I haven't been writing a lot (I know, stunned silence) and I hope to say one day that life's challenges don't throw me so easily off-track - at the moment they do. I hope to reach that place one day soon. It's not happened in the last month - this month, I am doing better. And it also has helped me figure out a lot of things. I can write articles and blog posts and all manner of things competently and well and I get a lot of satisfaction and enjoyment from it. I love writing, but the writing I most love to do isn't like this - it isn't chatty and hey-let-me-tell-you-something. I want to write stories - long or short, it doesn't matter. Stories full of signs and subtext, poetry and heartbreak, that might be tinged with memoir, full of soaring realizations and wide horizons even if it is found in a tea cup. So I guess what I want to tell you at this late stage is that I am an artist, that I want to create something that no one has ever done before, that it should be beautiful and true - that it comes from my soul and fills my heart.

Wow! Really? I had no idea this post was going to go this way. I thought I would write about - or eventually get to - how I had friends in town from New York. How much I loved seeing İstanbul through their eyes and how my friend Deborah (who many years ago hired me for my first important job) told me I should write about food. The following evening we met a journalist friend of a friend named Tom who also suggested I do the same - but that advice came with a precaution - if I loved it too much I shouldn't because I would have to think about it. (Instead of just enjoying it was the subtext I got from that advice.) I am an analytical kind of chick even on a good day, so I think I can do it.

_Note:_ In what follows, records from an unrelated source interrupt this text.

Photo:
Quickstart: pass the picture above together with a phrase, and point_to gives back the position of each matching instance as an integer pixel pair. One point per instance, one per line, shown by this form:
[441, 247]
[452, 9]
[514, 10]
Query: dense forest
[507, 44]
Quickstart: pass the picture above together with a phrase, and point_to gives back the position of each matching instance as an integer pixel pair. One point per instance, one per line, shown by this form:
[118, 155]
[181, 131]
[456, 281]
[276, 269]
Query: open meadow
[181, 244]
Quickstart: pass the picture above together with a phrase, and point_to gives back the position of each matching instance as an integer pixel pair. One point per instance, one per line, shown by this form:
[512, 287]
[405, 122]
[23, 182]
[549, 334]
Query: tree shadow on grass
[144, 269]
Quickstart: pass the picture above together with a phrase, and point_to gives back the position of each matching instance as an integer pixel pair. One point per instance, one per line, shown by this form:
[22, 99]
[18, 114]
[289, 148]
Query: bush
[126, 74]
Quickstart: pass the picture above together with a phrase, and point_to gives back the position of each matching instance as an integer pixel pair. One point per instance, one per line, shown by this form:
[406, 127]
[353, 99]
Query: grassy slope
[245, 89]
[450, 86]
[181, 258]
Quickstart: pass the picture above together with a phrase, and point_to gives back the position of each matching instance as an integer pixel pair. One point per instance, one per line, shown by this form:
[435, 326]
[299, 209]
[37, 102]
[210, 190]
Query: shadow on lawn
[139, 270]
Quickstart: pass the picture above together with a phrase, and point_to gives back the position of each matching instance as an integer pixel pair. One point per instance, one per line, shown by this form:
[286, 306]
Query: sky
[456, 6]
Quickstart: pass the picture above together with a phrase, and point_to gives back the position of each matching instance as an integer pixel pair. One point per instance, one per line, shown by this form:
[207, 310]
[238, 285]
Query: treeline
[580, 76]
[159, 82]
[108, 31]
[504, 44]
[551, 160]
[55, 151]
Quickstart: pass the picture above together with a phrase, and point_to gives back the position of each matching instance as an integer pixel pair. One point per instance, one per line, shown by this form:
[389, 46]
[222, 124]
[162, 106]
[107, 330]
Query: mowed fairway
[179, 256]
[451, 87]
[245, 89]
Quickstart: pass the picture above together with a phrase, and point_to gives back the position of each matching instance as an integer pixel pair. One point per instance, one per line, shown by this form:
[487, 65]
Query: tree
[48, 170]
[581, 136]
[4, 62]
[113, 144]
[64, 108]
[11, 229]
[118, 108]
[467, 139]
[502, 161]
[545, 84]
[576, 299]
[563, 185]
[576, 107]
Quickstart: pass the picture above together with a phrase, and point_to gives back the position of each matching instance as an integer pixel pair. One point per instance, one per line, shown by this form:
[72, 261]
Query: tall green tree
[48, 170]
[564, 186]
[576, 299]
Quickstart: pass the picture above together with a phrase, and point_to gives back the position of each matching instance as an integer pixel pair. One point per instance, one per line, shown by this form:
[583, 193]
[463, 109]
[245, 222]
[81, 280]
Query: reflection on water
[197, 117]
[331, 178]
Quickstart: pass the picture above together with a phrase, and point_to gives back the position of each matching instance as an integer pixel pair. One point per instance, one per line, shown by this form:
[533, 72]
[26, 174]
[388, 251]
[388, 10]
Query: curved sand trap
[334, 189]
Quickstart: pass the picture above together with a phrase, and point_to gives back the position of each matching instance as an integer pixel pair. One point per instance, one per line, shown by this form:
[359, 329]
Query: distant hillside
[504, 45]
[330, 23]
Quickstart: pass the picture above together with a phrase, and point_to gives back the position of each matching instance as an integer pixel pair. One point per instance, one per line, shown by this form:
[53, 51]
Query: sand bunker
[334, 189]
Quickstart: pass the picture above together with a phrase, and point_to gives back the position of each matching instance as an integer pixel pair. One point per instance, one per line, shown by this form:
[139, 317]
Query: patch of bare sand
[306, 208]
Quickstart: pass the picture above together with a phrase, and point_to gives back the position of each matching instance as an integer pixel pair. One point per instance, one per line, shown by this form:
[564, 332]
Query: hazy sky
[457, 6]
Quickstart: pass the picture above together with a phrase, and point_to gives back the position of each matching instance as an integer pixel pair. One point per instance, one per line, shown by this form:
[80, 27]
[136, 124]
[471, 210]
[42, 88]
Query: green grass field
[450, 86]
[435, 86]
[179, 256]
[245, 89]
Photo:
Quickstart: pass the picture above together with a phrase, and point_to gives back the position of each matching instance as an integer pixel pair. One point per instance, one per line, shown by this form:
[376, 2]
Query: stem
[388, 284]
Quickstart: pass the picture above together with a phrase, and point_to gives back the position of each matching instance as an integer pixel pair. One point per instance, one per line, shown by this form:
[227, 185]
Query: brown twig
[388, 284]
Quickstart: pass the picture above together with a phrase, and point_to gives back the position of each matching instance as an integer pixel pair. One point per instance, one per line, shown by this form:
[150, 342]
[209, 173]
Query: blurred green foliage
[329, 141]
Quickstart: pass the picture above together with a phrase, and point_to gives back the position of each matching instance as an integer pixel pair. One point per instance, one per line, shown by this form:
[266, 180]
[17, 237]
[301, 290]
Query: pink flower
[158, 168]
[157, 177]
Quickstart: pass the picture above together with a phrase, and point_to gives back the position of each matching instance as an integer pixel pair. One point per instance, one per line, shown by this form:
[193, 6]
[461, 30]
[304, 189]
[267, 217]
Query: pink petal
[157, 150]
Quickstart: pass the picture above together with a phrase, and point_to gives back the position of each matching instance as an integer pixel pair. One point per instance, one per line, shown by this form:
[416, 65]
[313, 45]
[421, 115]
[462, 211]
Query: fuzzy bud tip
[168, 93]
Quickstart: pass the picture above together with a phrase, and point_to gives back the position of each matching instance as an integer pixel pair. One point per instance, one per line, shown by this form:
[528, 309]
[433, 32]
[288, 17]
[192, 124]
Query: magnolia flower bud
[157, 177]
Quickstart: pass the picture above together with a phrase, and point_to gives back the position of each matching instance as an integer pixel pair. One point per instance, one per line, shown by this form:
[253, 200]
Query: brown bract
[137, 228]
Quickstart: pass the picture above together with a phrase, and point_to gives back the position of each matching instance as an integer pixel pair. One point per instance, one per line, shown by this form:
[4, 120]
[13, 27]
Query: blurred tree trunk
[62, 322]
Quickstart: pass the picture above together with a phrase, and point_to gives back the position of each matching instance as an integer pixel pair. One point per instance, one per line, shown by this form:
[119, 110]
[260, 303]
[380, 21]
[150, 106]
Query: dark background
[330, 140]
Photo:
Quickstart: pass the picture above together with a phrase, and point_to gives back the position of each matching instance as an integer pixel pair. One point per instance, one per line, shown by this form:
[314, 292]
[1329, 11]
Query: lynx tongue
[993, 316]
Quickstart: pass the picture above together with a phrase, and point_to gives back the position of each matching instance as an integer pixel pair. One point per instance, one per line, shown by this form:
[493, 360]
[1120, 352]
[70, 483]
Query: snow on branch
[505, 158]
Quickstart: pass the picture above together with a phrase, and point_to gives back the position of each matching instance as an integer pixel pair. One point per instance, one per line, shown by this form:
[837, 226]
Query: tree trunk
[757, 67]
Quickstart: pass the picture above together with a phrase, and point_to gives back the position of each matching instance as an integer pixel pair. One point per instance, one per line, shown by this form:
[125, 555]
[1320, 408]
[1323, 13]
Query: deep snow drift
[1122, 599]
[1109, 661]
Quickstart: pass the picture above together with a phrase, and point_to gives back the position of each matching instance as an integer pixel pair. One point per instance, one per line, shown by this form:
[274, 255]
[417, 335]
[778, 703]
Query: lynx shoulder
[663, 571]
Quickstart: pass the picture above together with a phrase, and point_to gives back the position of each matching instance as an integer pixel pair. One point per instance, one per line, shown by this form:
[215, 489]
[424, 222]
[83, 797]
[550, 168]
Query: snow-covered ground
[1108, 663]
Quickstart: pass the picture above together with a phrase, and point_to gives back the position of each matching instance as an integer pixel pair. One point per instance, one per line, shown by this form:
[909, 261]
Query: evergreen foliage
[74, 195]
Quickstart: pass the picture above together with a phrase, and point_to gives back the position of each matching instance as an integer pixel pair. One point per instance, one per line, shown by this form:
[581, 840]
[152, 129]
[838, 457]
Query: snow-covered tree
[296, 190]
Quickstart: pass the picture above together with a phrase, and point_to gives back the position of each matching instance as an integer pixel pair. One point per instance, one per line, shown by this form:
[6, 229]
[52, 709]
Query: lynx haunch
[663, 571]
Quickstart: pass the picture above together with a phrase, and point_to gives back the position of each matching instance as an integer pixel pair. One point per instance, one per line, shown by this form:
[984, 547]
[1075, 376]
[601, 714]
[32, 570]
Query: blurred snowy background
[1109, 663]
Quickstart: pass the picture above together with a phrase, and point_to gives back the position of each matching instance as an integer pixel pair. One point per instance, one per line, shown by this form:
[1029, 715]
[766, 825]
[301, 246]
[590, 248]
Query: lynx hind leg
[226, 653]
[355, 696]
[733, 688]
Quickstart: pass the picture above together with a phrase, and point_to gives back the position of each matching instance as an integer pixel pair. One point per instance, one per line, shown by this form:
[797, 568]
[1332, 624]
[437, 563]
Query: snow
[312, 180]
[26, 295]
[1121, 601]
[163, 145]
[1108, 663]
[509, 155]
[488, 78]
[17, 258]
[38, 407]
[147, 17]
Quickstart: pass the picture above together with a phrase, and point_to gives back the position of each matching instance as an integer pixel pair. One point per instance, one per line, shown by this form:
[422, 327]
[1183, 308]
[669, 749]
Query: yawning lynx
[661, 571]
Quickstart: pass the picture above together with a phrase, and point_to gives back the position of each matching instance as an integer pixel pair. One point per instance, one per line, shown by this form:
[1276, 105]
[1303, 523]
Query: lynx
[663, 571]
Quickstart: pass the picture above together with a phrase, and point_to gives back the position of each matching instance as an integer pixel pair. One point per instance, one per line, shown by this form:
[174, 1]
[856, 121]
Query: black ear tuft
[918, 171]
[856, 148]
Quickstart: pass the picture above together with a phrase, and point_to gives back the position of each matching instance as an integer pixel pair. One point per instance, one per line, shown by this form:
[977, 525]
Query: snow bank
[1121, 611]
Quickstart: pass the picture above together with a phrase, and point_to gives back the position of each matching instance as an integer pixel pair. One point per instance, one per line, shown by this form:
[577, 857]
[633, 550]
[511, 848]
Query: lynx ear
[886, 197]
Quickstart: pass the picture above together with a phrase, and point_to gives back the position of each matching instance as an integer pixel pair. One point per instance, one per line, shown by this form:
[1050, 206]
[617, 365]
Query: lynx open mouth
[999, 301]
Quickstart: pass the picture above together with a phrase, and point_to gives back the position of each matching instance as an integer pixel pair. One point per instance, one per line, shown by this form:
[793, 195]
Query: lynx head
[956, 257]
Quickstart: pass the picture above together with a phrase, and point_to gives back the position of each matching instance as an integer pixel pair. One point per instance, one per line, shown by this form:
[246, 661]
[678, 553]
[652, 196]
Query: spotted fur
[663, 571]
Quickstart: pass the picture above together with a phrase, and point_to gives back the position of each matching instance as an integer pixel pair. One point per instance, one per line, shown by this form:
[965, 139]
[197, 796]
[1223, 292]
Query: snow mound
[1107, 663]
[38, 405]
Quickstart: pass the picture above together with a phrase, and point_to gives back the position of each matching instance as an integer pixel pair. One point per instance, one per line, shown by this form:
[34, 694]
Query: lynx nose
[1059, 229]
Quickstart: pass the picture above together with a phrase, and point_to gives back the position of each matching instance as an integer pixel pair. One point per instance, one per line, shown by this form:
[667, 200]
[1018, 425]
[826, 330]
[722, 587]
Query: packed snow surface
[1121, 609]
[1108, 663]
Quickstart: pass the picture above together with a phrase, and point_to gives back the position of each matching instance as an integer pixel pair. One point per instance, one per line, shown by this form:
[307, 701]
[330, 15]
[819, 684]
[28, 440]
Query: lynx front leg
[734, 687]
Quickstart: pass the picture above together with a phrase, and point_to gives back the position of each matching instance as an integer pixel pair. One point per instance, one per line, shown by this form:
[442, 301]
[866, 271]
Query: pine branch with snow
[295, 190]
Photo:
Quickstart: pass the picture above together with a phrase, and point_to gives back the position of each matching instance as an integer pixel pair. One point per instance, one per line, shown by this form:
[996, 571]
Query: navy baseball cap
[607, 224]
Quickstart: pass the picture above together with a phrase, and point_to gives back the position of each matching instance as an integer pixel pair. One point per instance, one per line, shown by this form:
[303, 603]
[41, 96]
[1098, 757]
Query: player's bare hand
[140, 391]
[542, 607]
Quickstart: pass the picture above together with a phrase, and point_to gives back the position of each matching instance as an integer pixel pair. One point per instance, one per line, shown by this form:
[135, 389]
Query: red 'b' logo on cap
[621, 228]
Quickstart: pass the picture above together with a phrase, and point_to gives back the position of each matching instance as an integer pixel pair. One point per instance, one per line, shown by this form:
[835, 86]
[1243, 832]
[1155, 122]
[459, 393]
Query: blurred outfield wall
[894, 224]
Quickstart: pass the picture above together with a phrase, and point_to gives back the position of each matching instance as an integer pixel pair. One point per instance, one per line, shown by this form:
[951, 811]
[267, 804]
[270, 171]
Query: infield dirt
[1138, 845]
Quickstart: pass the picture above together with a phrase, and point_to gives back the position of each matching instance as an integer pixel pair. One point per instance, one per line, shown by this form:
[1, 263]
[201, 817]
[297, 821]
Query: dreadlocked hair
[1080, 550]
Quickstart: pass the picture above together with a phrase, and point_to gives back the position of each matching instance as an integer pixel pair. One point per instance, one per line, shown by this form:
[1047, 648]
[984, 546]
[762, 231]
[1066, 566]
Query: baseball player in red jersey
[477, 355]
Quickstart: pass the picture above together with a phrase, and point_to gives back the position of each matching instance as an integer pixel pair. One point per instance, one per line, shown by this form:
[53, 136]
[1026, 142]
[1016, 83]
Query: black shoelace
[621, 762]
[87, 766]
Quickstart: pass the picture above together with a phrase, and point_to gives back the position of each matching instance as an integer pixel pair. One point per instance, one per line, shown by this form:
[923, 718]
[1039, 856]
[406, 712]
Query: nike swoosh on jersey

One of the writers that shaped me was M.F.K. Fisher and she wrote truly and beautifully about food. One of my favorite stories is "I Was Really Very Hungry" so much so that I lived a similar experience. I think few writers hold a candle to M.F.K Fisher in any genre, and she has set a bar for me - as with all things, I want the bar to be very, very high. So in this new year expect more food writing from me, expect me to drop out and not explain, expect the unexpected (from me and from life) and most of all enjoy it all. (Interested in M.F.K Fisher? Go big with The Art of Eating) Afiyet olsun!